Change Management Process
ITIL-aligned change management ensuring controlled and efficient handling of all changes to minimise risk and service disruption.
Change Types
Pre-approved, low risk, well-documented.
- Follows an established, tested procedure
- No CAB approval required
- Implemented by authorised engineers
- Examples: password resets, user provisioning, approved patch deployment, standard firewall rule additions
- Must be logged in ServiceNow for audit trail
Requires CAB review and approval.
- Non-standard, carries moderate to high risk
- Requires RFC submission with risk assessment
- Reviewed at weekly CAB meeting
- Examples: server migrations, network re-architecture, application upgrades, new service deployment
- Minimum 5 business days lead time for CAB
Urgent, bypasses standard CAB process.
- Required to resolve a P1/P2 incident or critical security vulnerability
- Approved by Emergency CAB (eCAB): two senior engineers + SDM
- Must be documented retrospectively within 24 hours
- Subject to full PIR
- Target: < 5% of all changes should be emergency
Normal Change Process Flow
Change Advisory Board (CAB)
CAB Membership
| Role | Name | Responsibility |
|---|---|---|
| CAB Chair | James O'Brien | Chairs meeting, final approval authority, conflict resolution |
| Service Delivery Rep | Sarah Chen (delegate) | Assesses client impact and SLA risk |
| Security Rep | Priya Sharma (delegate) | Assesses security implications |
| Solutions Architect | Rotating | Technical feasibility and architecture alignment |
| Project Delivery Rep | Marcus Webb (delegate) | Assesses project dependencies and scheduling |
| Change Manager | Designated | Presents RFCs, records decisions, tracks actions |
CAB Meeting Schedule
- Weekly CAB: Every Wednesday, 10:00–11:00 AEST (Microsoft Teams)
- RFC Submission Deadline: Monday 17:00 AEST (2 business days before CAB)
- Emergency CAB (eCAB): Convened within 30 minutes via PagerDuty escalation, any time 24/7
CAB Decision Outcomes
| Decision | Description | Next Step |
|---|---|---|
| Approved | RFC accepted as submitted | Schedule and implement per plan |
| Approved with Conditions | RFC accepted with modifications required | Amend RFC, confirm conditions met, then implement |
| Rejected | RFC not approved due to unacceptable risk or incomplete information | Revise and resubmit at next CAB, or withdraw |
| Deferred | More information needed, or scheduling conflict | Provide additional info and resubmit |
RFC Template
📄 Request for Change (RFC)
Risk Assessment Matrix
Every normal and emergency change must undergo risk assessment using the following matrix.
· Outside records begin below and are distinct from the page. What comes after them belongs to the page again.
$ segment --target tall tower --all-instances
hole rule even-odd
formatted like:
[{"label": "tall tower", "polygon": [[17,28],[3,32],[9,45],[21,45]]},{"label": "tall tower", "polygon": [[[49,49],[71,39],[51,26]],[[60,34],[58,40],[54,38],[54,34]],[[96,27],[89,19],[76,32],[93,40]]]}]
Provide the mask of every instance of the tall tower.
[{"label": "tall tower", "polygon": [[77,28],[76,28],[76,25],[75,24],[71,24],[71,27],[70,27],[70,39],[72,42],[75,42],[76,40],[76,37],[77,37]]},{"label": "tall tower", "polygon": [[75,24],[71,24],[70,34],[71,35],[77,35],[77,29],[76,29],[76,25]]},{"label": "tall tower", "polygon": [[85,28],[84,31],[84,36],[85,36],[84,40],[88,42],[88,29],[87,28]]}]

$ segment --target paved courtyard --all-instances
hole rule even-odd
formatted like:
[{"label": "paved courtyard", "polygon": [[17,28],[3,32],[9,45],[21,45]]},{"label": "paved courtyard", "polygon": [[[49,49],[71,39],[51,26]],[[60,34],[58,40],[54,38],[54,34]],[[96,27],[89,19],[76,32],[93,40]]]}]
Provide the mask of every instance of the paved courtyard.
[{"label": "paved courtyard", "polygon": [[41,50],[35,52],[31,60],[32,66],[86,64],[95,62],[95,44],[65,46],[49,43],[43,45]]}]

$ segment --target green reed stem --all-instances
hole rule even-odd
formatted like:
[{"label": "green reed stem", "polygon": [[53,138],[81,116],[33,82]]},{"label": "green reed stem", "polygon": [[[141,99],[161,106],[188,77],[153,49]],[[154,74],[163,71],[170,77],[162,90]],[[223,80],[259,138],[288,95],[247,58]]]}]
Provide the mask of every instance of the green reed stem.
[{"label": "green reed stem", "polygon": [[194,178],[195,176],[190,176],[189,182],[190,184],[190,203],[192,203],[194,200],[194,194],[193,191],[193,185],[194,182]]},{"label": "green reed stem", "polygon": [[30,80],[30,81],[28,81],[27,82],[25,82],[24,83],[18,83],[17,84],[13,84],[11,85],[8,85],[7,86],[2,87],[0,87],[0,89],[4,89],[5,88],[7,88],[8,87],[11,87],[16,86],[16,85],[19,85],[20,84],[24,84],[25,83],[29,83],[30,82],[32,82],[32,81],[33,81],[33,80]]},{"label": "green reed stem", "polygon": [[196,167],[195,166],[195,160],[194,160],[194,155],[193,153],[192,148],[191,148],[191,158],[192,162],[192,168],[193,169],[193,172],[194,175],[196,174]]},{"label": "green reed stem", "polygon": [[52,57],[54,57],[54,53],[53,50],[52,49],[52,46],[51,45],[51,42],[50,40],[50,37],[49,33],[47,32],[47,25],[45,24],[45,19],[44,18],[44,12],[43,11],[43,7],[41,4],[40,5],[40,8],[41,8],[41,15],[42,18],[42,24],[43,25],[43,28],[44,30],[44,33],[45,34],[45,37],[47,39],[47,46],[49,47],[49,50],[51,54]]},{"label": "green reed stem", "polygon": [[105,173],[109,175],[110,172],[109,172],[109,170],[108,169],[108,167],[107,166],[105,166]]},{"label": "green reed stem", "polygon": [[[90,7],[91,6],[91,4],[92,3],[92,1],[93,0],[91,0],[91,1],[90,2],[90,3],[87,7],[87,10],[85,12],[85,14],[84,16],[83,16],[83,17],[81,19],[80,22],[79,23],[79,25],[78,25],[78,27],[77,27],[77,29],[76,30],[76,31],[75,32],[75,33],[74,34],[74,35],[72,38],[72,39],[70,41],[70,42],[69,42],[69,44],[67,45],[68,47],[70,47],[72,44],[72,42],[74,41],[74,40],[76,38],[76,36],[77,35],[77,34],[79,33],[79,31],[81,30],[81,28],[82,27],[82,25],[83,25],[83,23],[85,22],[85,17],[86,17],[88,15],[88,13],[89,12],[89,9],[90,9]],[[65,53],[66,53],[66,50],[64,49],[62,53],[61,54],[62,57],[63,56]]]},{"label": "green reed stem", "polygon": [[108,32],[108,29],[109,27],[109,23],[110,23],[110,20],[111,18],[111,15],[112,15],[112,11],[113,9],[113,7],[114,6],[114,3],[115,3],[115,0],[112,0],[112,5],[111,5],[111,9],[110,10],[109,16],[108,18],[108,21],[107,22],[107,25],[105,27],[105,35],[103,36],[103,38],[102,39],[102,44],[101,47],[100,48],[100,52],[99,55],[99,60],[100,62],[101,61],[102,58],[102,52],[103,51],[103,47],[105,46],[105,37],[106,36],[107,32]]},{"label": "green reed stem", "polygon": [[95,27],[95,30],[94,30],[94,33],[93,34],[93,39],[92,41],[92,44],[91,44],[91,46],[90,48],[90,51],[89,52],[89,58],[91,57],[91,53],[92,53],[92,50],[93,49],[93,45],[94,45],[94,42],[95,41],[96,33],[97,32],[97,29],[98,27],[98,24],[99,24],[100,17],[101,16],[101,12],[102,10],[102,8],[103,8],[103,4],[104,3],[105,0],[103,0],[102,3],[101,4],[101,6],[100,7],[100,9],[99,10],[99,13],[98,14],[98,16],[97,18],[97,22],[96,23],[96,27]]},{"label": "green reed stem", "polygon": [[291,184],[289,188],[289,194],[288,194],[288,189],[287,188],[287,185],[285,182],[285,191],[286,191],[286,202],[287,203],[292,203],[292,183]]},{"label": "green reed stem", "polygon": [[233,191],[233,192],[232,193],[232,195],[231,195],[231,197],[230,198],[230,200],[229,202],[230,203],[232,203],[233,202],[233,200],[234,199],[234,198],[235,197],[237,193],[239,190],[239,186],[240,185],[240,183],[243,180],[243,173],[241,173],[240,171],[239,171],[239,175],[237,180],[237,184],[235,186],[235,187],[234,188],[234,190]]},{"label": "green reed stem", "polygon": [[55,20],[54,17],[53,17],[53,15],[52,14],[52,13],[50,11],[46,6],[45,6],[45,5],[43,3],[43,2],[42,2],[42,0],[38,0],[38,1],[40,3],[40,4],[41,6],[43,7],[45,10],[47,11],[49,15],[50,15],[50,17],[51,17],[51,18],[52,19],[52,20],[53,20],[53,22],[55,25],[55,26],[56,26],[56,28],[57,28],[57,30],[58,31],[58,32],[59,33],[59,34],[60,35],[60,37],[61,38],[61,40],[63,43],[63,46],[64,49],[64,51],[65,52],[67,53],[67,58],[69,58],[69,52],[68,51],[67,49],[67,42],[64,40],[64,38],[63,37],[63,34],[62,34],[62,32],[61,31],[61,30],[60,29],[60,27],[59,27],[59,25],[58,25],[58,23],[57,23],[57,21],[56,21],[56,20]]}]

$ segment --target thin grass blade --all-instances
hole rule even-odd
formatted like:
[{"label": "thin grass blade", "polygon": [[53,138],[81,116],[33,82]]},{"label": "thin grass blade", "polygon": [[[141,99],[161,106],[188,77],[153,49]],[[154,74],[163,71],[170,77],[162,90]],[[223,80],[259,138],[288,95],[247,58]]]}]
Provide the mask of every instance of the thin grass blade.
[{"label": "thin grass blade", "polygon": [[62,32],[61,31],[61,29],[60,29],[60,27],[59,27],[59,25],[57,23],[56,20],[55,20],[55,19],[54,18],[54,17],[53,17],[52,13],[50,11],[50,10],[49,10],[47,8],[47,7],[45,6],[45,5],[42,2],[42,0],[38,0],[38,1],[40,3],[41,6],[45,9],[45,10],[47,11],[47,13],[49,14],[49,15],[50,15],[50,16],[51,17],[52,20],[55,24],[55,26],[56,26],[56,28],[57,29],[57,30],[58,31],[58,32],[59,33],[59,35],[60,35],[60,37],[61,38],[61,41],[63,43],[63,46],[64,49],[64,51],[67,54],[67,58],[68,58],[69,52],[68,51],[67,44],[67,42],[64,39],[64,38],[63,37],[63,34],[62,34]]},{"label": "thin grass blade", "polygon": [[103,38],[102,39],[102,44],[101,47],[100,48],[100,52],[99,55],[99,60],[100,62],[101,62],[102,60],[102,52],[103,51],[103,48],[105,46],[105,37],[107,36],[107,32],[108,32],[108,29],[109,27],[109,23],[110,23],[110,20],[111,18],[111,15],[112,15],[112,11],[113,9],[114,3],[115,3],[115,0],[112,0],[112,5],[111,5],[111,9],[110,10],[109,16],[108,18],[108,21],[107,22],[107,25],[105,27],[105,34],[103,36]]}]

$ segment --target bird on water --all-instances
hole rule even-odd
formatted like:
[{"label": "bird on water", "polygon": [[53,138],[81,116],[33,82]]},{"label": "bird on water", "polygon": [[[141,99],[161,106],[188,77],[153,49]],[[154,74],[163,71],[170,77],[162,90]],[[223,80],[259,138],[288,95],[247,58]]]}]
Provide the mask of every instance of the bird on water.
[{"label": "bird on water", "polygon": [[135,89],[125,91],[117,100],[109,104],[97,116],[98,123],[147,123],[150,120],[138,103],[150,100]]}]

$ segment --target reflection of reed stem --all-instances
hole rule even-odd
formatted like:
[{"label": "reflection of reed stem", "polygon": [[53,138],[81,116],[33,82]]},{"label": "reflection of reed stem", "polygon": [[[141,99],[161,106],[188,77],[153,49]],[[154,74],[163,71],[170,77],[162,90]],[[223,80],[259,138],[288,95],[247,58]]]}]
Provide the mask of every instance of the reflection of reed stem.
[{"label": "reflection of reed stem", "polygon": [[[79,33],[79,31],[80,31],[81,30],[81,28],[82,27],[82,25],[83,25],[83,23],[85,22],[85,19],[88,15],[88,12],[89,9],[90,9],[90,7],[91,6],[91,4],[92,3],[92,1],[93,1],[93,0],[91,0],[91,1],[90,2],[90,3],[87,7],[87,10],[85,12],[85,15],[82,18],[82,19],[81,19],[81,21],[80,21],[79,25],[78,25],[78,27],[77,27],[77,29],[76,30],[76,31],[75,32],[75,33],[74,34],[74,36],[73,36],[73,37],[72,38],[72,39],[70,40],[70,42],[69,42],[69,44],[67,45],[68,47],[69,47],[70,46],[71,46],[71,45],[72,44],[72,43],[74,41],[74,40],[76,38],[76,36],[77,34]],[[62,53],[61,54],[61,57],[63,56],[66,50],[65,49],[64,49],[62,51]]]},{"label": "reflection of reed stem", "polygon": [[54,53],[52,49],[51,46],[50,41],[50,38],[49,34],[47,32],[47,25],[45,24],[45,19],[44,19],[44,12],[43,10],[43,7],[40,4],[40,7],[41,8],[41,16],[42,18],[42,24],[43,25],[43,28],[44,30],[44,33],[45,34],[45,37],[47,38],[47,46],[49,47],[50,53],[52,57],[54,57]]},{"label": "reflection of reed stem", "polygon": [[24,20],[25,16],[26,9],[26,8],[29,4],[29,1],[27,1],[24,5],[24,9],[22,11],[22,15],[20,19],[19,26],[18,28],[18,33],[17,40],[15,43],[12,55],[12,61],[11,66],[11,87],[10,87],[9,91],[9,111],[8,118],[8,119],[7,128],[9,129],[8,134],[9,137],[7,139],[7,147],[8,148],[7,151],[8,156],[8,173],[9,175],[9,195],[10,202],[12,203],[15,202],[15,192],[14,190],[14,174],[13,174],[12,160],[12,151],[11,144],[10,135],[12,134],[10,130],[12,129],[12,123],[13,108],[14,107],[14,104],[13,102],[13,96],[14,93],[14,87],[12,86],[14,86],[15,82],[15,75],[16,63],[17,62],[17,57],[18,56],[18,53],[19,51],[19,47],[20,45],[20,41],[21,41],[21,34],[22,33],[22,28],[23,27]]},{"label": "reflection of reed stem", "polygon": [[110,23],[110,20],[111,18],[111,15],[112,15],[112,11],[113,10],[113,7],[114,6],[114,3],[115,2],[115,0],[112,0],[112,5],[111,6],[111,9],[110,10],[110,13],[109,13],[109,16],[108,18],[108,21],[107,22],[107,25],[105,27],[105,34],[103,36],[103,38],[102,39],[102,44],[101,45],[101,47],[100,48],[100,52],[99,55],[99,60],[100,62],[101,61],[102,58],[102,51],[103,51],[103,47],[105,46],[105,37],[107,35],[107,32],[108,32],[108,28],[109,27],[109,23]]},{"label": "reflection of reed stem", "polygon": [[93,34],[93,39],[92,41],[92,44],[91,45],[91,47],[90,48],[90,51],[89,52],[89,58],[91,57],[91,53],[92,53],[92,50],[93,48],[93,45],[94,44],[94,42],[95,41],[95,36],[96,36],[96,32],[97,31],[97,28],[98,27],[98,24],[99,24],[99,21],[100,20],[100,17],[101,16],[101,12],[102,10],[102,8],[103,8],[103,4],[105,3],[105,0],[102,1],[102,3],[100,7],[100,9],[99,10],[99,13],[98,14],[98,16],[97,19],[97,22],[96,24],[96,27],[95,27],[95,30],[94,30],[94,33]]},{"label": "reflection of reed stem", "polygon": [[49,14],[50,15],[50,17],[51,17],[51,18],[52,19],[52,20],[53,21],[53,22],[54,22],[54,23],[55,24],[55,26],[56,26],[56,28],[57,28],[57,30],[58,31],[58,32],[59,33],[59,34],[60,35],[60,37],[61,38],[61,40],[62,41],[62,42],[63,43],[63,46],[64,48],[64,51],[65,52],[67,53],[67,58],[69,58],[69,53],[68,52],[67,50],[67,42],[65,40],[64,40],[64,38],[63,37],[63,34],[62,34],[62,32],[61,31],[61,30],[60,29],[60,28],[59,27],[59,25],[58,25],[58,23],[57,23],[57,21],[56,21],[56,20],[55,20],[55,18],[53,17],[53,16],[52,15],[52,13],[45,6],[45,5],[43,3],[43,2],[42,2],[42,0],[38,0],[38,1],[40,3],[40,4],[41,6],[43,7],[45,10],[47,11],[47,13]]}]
The overall risk level determines the approval path.
| Low Likelihood | Medium Likelihood | High Likelihood | |
|---|---|---|---|
| High Impact | Medium Risk | High Risk | Critical Risk |
| Medium Impact | Low Risk | Medium Risk | High Risk |
| Low Impact | Low Risk | Low Risk | Medium Risk |
Risk Level Approval Requirements
| Risk Level | Approval Required | Additional Requirements |
|---|---|---|
| Low | Team Lead | Standard implementation plan required |
| Medium | CAB approval | Peer review of implementation and rollback plans |
| High | CAB + Head of Infrastructure | Pre-implementation test in staging environment required |
| Critical | CAB + VP Operations | Full DR test, client executive approval, on-call team during window |
Change Calendar
All approved changes are published to the shared change calendar in ServiceNow and Microsoft Teams. The following maintenance windows are standard:
| Window | Schedule | Scope | Client Impact |
|---|---|---|---|
| Standard Maintenance | Tuesday 22:00 – Wednesday 02:00 AEST (weekly) | Routine patches, minor config changes | Minimal — brief service interruptions possible |
| Extended Maintenance | Saturday 22:00 – Sunday 06:00 AEST (monthly, 1st weekend) | Major upgrades, migrations, infrastructure changes | Moderate — planned outages communicated 5 BD in advance |
| Emergency Window | Any time (as needed) | Critical security patches, P1 incident fixes | Variable — communicated ASAP, minimum 1 hr notice where possible |
Rollback Procedures
Every change must have a documented rollback plan. The following principles apply:
- Rollback trigger: Clearly define the criteria that trigger a rollback (e.g., service unavailable for > 15 min post-change, error rate exceeds 10%, performance degrades by > 50%)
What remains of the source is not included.